フロントグリルは極めて薄く横長に広がり、ヘッドライト内部にはメルセデスの象徴である星型DRLが配置された。コンセプトカーではDRLが車体パネルに溶け込むように一体化されていたが、実車では従来のヘッドライトユニット内に収められる形に変更されている。視覚的なインパクトは弱まり、独創性よりもブランドの象徴性を優先した印象となった。この星型デイタイムランニングライトは、賛否両論を呼んでいる。一部のファンはメルセデスのアイデンティティを象徴的に表現した試みと評価している一方で、多くの人々は「電動時代にふさわしい斬新さがない」と批判的だ。
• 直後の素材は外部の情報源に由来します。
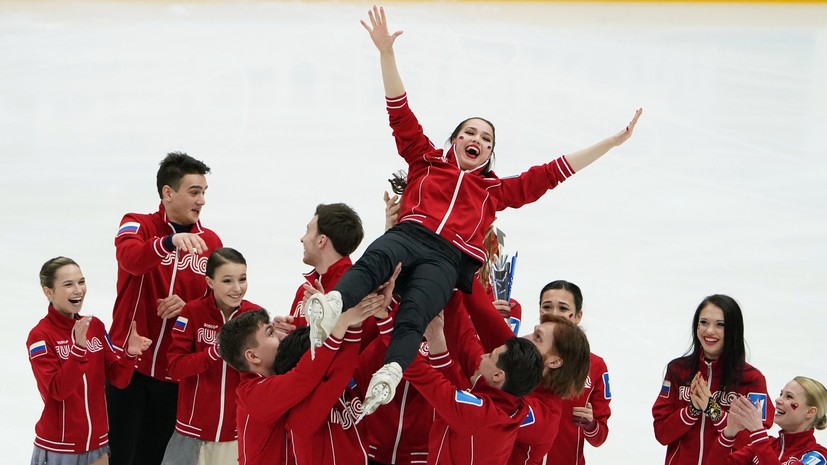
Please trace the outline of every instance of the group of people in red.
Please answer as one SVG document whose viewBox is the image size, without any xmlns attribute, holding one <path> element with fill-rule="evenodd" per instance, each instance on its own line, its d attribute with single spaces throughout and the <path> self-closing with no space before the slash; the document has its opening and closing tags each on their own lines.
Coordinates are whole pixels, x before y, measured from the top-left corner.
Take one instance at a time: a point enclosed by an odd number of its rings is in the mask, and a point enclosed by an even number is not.
<svg viewBox="0 0 827 465">
<path fill-rule="evenodd" d="M 578 326 L 580 288 L 546 285 L 540 323 L 517 337 L 504 316 L 521 306 L 479 270 L 496 212 L 624 143 L 641 110 L 611 137 L 500 178 L 486 119 L 460 123 L 444 150 L 424 135 L 396 67 L 401 32 L 381 8 L 368 15 L 408 165 L 401 199 L 386 195 L 387 231 L 353 263 L 359 216 L 319 205 L 301 238 L 313 269 L 273 317 L 244 300 L 243 255 L 200 223 L 209 167 L 169 154 L 158 211 L 125 215 L 116 234 L 109 332 L 80 313 L 77 263 L 41 269 L 49 306 L 27 340 L 45 404 L 32 465 L 574 465 L 586 442 L 606 440 L 609 374 Z M 691 333 L 652 410 L 667 465 L 827 463 L 813 436 L 827 427 L 827 390 L 797 377 L 773 401 L 745 361 L 735 300 L 704 299 Z"/>
</svg>

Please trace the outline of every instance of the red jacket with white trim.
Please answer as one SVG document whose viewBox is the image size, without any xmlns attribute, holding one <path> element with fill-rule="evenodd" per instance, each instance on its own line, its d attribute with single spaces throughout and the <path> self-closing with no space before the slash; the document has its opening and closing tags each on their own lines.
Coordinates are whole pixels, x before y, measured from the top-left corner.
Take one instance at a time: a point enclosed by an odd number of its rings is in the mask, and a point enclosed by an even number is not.
<svg viewBox="0 0 827 465">
<path fill-rule="evenodd" d="M 295 368 L 283 375 L 241 373 L 236 389 L 239 465 L 287 463 L 287 412 L 304 400 L 330 369 L 342 341 L 332 336 L 316 349 L 316 359 L 306 353 Z"/>
<path fill-rule="evenodd" d="M 362 386 L 366 386 L 354 375 L 361 342 L 362 330 L 348 329 L 345 343 L 324 379 L 315 385 L 294 386 L 294 389 L 309 391 L 310 395 L 287 414 L 289 463 L 364 465 L 367 462 L 365 423 L 355 424 L 362 413 Z"/>
<path fill-rule="evenodd" d="M 106 328 L 95 317 L 86 332 L 86 348 L 75 344 L 72 328 L 76 321 L 49 305 L 46 317 L 26 340 L 44 403 L 34 444 L 62 454 L 88 452 L 109 443 L 106 380 L 126 387 L 137 361 L 137 357 L 115 353 Z"/>
<path fill-rule="evenodd" d="M 609 384 L 609 370 L 606 362 L 598 355 L 589 354 L 589 376 L 583 392 L 575 399 L 563 399 L 563 411 L 557 439 L 548 454 L 549 465 L 583 465 L 583 446 L 588 441 L 592 447 L 600 447 L 609 436 L 609 416 L 612 414 L 609 402 L 612 393 Z M 594 421 L 588 426 L 577 426 L 572 411 L 574 407 L 592 404 Z"/>
<path fill-rule="evenodd" d="M 723 415 L 713 423 L 706 415 L 690 415 L 689 385 L 693 377 L 685 357 L 669 362 L 661 392 L 652 407 L 655 438 L 666 446 L 666 465 L 718 465 L 726 462 L 726 456 L 714 453 L 714 443 L 718 434 L 726 426 L 729 405 L 738 394 L 762 398 L 766 411 L 763 423 L 766 428 L 772 426 L 775 407 L 767 402 L 767 381 L 760 371 L 744 363 L 740 386 L 737 390 L 728 388 L 721 392 L 721 368 L 717 360 L 703 359 L 701 354 L 700 371 L 709 383 L 712 397 L 720 404 Z M 747 431 L 741 431 L 736 437 L 734 447 L 743 447 L 748 443 Z"/>
<path fill-rule="evenodd" d="M 305 273 L 304 279 L 311 286 L 315 286 L 316 280 L 320 279 L 324 290 L 332 291 L 333 288 L 336 287 L 336 283 L 339 282 L 339 278 L 341 278 L 342 275 L 345 274 L 345 271 L 347 271 L 351 266 L 353 266 L 353 262 L 350 260 L 350 256 L 342 257 L 336 263 L 330 265 L 330 268 L 327 269 L 327 273 L 319 274 L 319 272 L 314 268 L 310 272 Z M 299 286 L 299 289 L 296 290 L 296 296 L 293 298 L 293 305 L 290 306 L 290 316 L 293 317 L 293 324 L 297 328 L 307 326 L 307 320 L 304 316 L 304 308 L 302 308 L 302 299 L 304 299 L 304 284 Z"/>
<path fill-rule="evenodd" d="M 386 100 L 396 147 L 408 163 L 399 221 L 423 225 L 480 263 L 496 212 L 534 202 L 574 174 L 565 156 L 502 179 L 484 173 L 487 164 L 464 171 L 453 147 L 443 153 L 425 136 L 407 94 Z"/>
<path fill-rule="evenodd" d="M 508 461 L 528 404 L 480 376 L 470 391 L 457 388 L 421 355 L 404 376 L 434 406 L 428 464 L 502 465 Z"/>
<path fill-rule="evenodd" d="M 200 233 L 207 243 L 206 253 L 185 254 L 177 249 L 166 249 L 164 238 L 175 234 L 175 229 L 161 204 L 151 215 L 124 215 L 115 236 L 118 294 L 112 310 L 112 343 L 116 350 L 122 351 L 134 321 L 138 334 L 152 339 L 137 370 L 162 381 L 171 381 L 167 374 L 167 351 L 175 320 L 158 316 L 158 299 L 170 294 L 176 294 L 184 302 L 203 297 L 207 292 L 204 278 L 207 258 L 221 247 L 221 239 L 201 227 L 200 221 L 192 225 L 190 232 Z"/>
<path fill-rule="evenodd" d="M 230 319 L 260 306 L 246 300 Z M 236 439 L 235 389 L 239 375 L 218 355 L 218 331 L 224 314 L 212 292 L 190 301 L 172 328 L 169 376 L 178 381 L 175 430 L 202 441 Z"/>
<path fill-rule="evenodd" d="M 727 465 L 824 465 L 827 464 L 827 448 L 816 442 L 812 428 L 800 433 L 778 432 L 778 437 L 769 436 L 762 429 L 750 433 L 748 446 L 729 454 Z M 723 433 L 719 436 L 719 453 L 726 454 L 734 438 Z"/>
</svg>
ただブランドシンボルを再利用しただけではないかという声もある。結局、ブランドロイヤルティに頼るだけでなく、実質的な感動をどう提供するかが求められている。AMGがこのモデルでタイカンの地位を脅かせるかどうかは、依然として不透明なままだ。テストカーであることを考慮しても、ほぼ完成形に近い輪郭が明らかになっており、最終量産型での大幅な変更は見込めないという見方が強い。期待が大きかった分、失望も大きいという反応が目立つ。AMGが用意した切り札がどこまで機能するか、すべてはデザインの完成度と、今後明らかになる内装・走行性能にかかっている。